CDXIII.- Proust, Tiépolo, la princesa de Guermantes, pimentón, calamares y el color rojo.


No suelo utilizar el pimentón habitualmente en la cocina, me gusta su sabor, creo que da un toque muy original a los platos, no sólo por su sabor, sino también por el colorido que deja sobre la mesa.

Me da rabia comprar pimentón porque para utilizar una o dos cucharaditas he de comprar un bote que termina olvidado en el cajón de las especias durante meses.

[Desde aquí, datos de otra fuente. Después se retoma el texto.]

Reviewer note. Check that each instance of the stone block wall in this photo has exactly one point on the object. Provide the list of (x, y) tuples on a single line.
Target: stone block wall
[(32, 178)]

EL pimentón no se conserva bien, a diferencia de otras especias que resisten una eternidad en los armarios, el pimentón entristece y va adquiriendo un color parduzco, pierde su brillo y su sabor se va amargando poco a poco, sumiendo los guisos en una depresión de la que difícilmente pueden salir.

Cuando reviso el cajón de las especias compruebo que tengo tres o cuatro frascos empezados, aún y así, cuando he de cocinar con pimentón voy de nuevo a la tienda para comprar y abrir un bote nuevo por el placer de ver ese color rojo resplandeciente, el rojo Tiepolo que describía algún novelista del siglo XIX. Ese color rojo intenso que se traslada al guiso y que consigue que desprenda luz desde dentro.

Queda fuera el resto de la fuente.